Улыбаюсь, разглядывая её счастливое лицо. Нет ничего лучше таких моментов. И нет ничего, чтобы я не смогла сделать ради того, чтобы её счастье длилось долгие-долгие годы. Она важнее всего на свете. Она моя искренность. Она та, в ком осталась жить частица моего раненого сердца. Она лучший хранитель моей любви.
— А ещё, я влюбилась, — выговаривает на одном дыхании и с опаской смотрит в глаза.
— Влюбилась? В кого? — приятное волнение окутывает с головой. Знаю, что у неё такое впервые, от того подобное заявление ещё более волнующе.
— Обещаешь, не ругаться и не говорить родителям? — смотрит, прикусив нижнюю губу.
В голове уже крутятся десятки мыслей о том, что этот парень взрослый мужчина или возможно кавказской национальности, а возможно и то и другое. Дрожь по телу.
— Обещаю!
— Это сын Ханукаева, — шепчет, будто боится, что нас кто-то может подслушать.
— Роланд? — ужасом вырывается из уст.
Щемящее чувство в груди. Хочется выдохнуть, но будто ком застревает в горле. Мысль, что ей может нравится этот человек, сотрясает за доли секунд.
— О нет! Мне от одного его вида становится плохо. Я про Османа, его старшего брата, — стонет умирающим голосом, а я выдыхаю с облегчением. — Красивый, умный и такой добрый.
«Добрый» — как будто говорит не о родной крови Роланда. Она вскакивает и начинает ходить взад вперёд, завывая.

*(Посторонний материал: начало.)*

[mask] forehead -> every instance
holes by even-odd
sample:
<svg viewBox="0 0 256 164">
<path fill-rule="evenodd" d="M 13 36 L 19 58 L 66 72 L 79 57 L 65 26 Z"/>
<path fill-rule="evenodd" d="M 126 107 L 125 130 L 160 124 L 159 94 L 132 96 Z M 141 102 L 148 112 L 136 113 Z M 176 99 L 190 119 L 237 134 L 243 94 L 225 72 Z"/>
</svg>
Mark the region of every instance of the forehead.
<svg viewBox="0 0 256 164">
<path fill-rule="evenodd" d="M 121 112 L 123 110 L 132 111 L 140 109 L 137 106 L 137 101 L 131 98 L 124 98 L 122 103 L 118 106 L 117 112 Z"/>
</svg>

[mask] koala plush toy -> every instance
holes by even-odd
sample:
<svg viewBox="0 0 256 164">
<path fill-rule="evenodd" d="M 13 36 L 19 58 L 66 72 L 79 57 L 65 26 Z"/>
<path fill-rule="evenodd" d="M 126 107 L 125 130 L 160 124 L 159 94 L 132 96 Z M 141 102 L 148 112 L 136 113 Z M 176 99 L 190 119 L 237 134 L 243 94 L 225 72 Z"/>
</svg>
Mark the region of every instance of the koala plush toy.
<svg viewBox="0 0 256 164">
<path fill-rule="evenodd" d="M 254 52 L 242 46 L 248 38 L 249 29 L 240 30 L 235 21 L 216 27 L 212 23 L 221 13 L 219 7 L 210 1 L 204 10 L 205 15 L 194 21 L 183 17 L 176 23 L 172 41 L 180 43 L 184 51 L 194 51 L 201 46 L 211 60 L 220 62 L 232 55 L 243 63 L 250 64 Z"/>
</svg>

— Ему 32 года. Думаешь, он взглянет на малолетку, вроде меня? — останавливает взгляд на мне.
Моя сестра превзошла даже меня. Собрала тройное комбо. Взрослый кавказский мужчина из семьи Ханукаевых. Три критерия, которых просили остерегаться меня родители.
— Есть у меня один неудачный опыт общения со взрослым мужчиной. Итог ты знаешь. А сыновья Ханукаевые страшные люди.
— Откуда знать? Они столько хорошего делают для нашей семьи!